Ich finde es gefährlich und aus Perspektive der Patient*Innen-Sicherheit gefährlich, als Beispiel für eine Überfunktion der Zona Retikularis das adrenogenitale Syndrom zu nennen. Sofern man die Erkrankung nicht auch bei der Primären Unterfunktion von Zona Glomerulosa und Z. Fasziculata nennt.Da auch diese Patient*innen in eine hoch lebensbedrohliche Addison-Krise rutschen können.
Für diese Patient*innen wurde in mehreren Studien eine Übersterblichkeit festgestellt. Einer der Gründe: von medizinischer Seite herrscht in vielen Fällen Unkenntnis über die Erkrankung und die meisten Krisen nicht oder spät erkannt werden und unzureichend behandelt werden.
Da bitte ich nachzubessern, dass kommende Mediziner es besser machen.
Antwort 1 MEDI-LEARN 21.03.2025 07:14:37
Beim Adrenogenitalen Syndrom (AGS) gibt es mehrere Unterformen. Die häufigste Form des AGS wird durch einen 21-Hydroxylasemangel verursacht (AGS Typ 3). Hier kommt es durch den Enzymdefekt zu einem Mangel an Cortisol. Als Folge kommt es neurohormonell über eine vermehrte ACTH-Ausschüttung aus der Adenohypophyse in der Zona reticularis der NNR zu einer verstärkten Androgenproduktion, deren Synthese nicht von der 21-Hydroxylase abhängig ist.
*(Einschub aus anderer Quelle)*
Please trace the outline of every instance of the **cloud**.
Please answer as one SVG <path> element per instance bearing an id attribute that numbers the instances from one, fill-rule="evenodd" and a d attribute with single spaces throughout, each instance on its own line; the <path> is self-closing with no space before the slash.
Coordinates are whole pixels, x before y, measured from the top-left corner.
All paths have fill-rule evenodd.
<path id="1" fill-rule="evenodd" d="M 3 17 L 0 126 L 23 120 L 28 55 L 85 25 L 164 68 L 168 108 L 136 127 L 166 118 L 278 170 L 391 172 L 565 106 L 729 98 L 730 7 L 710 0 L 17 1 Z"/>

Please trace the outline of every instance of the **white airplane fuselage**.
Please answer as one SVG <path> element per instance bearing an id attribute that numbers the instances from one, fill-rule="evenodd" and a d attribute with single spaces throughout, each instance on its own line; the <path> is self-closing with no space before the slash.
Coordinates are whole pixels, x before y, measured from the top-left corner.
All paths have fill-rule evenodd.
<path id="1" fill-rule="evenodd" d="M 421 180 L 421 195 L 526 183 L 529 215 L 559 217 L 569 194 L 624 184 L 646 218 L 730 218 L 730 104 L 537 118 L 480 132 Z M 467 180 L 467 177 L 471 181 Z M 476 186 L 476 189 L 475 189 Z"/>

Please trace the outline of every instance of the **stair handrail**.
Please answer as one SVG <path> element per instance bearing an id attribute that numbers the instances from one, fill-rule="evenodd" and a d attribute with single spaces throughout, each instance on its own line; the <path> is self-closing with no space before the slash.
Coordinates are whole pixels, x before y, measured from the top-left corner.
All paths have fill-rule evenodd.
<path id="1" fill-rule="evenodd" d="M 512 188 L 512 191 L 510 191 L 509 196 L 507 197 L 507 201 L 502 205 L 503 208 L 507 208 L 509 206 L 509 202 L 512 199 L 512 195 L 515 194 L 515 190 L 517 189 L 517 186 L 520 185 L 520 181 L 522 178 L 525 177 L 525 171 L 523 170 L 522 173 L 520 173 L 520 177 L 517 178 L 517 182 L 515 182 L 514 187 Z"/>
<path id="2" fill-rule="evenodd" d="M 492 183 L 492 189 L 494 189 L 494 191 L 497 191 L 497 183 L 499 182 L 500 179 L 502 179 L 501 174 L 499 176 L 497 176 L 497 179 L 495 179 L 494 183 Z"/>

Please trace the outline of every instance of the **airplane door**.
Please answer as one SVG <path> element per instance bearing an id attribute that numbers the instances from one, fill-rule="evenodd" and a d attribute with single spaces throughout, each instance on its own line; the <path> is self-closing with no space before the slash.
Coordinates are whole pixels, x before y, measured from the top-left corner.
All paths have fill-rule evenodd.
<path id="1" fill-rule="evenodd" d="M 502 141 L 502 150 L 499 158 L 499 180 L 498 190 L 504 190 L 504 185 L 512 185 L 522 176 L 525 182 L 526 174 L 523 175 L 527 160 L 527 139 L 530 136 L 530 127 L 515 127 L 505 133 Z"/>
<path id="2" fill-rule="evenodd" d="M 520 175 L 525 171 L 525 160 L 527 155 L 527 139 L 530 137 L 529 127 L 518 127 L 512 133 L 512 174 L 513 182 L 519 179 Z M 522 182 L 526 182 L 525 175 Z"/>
Je nach Geschlecht des betroffenen Patienten kommt es dann bei Mädchen zu einer Virilisierung und bei Jungen zu einer vorzeitig einsetzenden Geschlechtsentwicklung. Zur Behandlung der Erkrankung muss das fehlende Hormon, also Cortisol, lebenslang substituiert werden. Durch die Substitution wird auch die übermäßige Ausschüttung von ACTH aus der Hypophyse aufgehoben, so dass die übersteigerte Androgenproduktion wegfällt.
Somit haben wir bei der häufigsten Form des AGS:
- einen Mangel an Cortisol (--> primäre NNR-Insuffizienz) und
- ein Zuviel an Adrogenen (--> sek. NNR-Überfunktion durch vermehrte ATCH-Freisetzung aus der Hypophyse)
Vielen Dank für den wichtigen und richtigen Hinweis, das Skript wird dementsprechend aktualisiert werden!